Moorabool raid smokes out 35,000 illegal tobacco plants

Police at the Moorabool property where 35,000 illegal tobacco plants were found. Photo: REG RYAN

By PAUL MILLAR

A notorious Lebanese crime clan is believed linked to a massive illegal tobacco plantation discovered on the outskirts of Geelong during a series of pre-dawn raids by Victoria Police.

Police today found up to 35,000 tobacco plants during a raid at a Moorabool property on the Geelong-Ballan Rd near Geelong.

The raid was part of a police blitz involving up to 700 law enforcement personnel who executed 44 search warrants in Geelong and across the north-western suburbs of Melbourne.

Customs and taxation officers were part of a team that scoured the Moorabool property, which was sealed off at both entrances by police guards.

The property contains storage sheds and lengthy plastic greenhouses.

Inside those greenhouses, hundreds of metres off the main road, officers were busily loading up a truck brought in to gather evidence.

Police arrested 27 people during the raids, seizing drugs, firearms, ammunition, vehicles and more than $70,000 in cash.

Crime Command Detective Acting Superintendent Michael Frewen said the operation was a result of work done by the Santiago Taskforce in relation to Middle Eastern crime syndicates.
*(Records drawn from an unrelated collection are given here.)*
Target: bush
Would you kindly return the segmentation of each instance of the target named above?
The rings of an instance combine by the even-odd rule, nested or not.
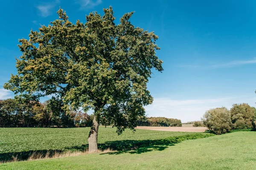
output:
[[[232,128],[230,112],[225,107],[207,111],[202,120],[204,126],[218,135],[229,132]]]
[[[247,103],[233,105],[230,113],[235,129],[255,128],[255,109]]]
[[[195,122],[193,125],[193,127],[203,127],[203,125],[202,124],[202,122],[201,121],[196,121]]]

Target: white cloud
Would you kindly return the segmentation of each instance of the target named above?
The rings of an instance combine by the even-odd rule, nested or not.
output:
[[[234,98],[219,98],[200,99],[175,100],[168,98],[154,99],[152,105],[145,107],[149,116],[178,119],[183,122],[200,120],[206,110],[224,106],[230,109],[234,103],[248,103],[256,106],[256,98],[252,96]]]
[[[0,100],[10,98],[12,97],[11,91],[3,88],[0,88]]]
[[[95,6],[100,4],[102,0],[77,0],[76,3],[80,6],[80,10],[93,8]]]
[[[44,17],[47,17],[52,14],[52,8],[60,3],[59,0],[55,0],[50,3],[38,5],[36,6],[36,8],[39,10],[40,15]]]

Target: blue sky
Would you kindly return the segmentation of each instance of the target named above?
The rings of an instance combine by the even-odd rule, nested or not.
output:
[[[256,107],[256,1],[254,0],[0,0],[0,99],[13,97],[3,85],[16,73],[18,39],[58,19],[60,6],[72,22],[111,6],[117,23],[131,22],[159,36],[163,73],[154,71],[150,116],[200,120],[209,108],[246,102]]]

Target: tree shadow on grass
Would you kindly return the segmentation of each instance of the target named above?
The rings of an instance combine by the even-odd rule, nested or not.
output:
[[[109,153],[110,154],[119,154],[129,152],[131,154],[140,154],[154,150],[163,150],[168,146],[173,145],[184,140],[195,139],[214,136],[211,134],[197,133],[181,136],[172,136],[168,138],[155,140],[124,140],[109,141],[98,144],[99,150],[110,149],[116,151]],[[88,144],[73,146],[60,150],[37,150],[26,152],[0,153],[0,162],[13,161],[28,160],[30,156],[38,155],[39,158],[46,156],[51,158],[56,154],[60,154],[67,151],[84,152],[88,148]],[[151,147],[148,147],[151,146]]]
[[[100,153],[100,155],[105,155],[105,154],[108,154],[108,155],[119,155],[120,154],[125,153],[129,153],[131,154],[141,154],[143,153],[145,153],[146,152],[153,151],[162,151],[163,150],[165,149],[166,149],[168,147],[168,146],[174,146],[174,144],[169,144],[168,145],[155,145],[152,146],[148,146],[146,147],[143,147],[141,148],[139,148],[136,150],[121,150],[115,152],[108,152],[106,153]]]
[[[174,142],[172,142],[174,143]],[[104,150],[107,149],[114,150],[116,152],[108,153],[111,154],[118,154],[128,152],[131,154],[141,153],[143,153],[150,152],[153,150],[163,150],[167,147],[166,146],[155,146],[157,145],[168,145],[171,144],[169,141],[166,139],[159,140],[125,140],[122,141],[116,141],[107,142],[103,143],[98,144],[98,148],[99,150]],[[154,145],[150,147],[143,148],[142,147],[148,147]],[[46,156],[47,157],[51,158],[56,154],[61,154],[67,151],[81,151],[86,150],[88,147],[88,144],[83,144],[80,146],[73,146],[64,148],[63,150],[29,150],[26,152],[12,152],[9,153],[0,153],[0,162],[9,162],[15,161],[27,160],[33,156],[38,156],[38,158],[43,159]],[[133,150],[131,151],[131,150]]]

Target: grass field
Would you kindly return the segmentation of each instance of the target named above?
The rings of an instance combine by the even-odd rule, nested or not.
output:
[[[0,170],[255,170],[256,132],[237,132],[129,151],[7,163]]]
[[[9,161],[12,156],[26,160],[33,153],[46,154],[84,151],[87,147],[89,128],[0,128],[0,161]],[[201,133],[126,130],[120,136],[115,128],[100,127],[98,137],[100,149],[121,150],[154,144],[176,143],[212,134]]]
Among those arrested or questioned in the raids were members of a well-known crime family based in Melbourne’s west.

“Santiago Taskforce has been investigating the supply and trafficking of methamphetamine and the storage and trafficking of illegal firearms in relation to this particular Middle Eastern crime syndicate since last year,” he said.

“What we’ve been able to do today, with much success, is disrupt a lot of that activity and prosecute the people involved in those offences.

“With such significant numbers of police and other law enforcement personnel involved, in what was classified as a high-risk operation, it’s been pleasing not to have any injuries to police or offenders processed.”

Today’s operation also drew on specialist support from the National Anti-Gangs Squad and Australian Gangs Intelligence Co-ordination Centre, including resources from Australian Federal Police, Australian Customs and Border Protection Service, the Australian Taxation Office and the Victorian Sheriff’s Office.

The operation involved Santiago Taskforce detectives along with police from Crime Command, regions, Special Operations Group, Dog Squad, Operations Response Unit, Transit, Road Policing, Critical Incident Response Team, Transport Branch, Search and Rescue Intelligence and Covert Support Command and forensics.

Santiago Taskforce was set up by Victoria Police in October 2008 to address serious and organised crime, including shooting incidents involving a number of families and their associates.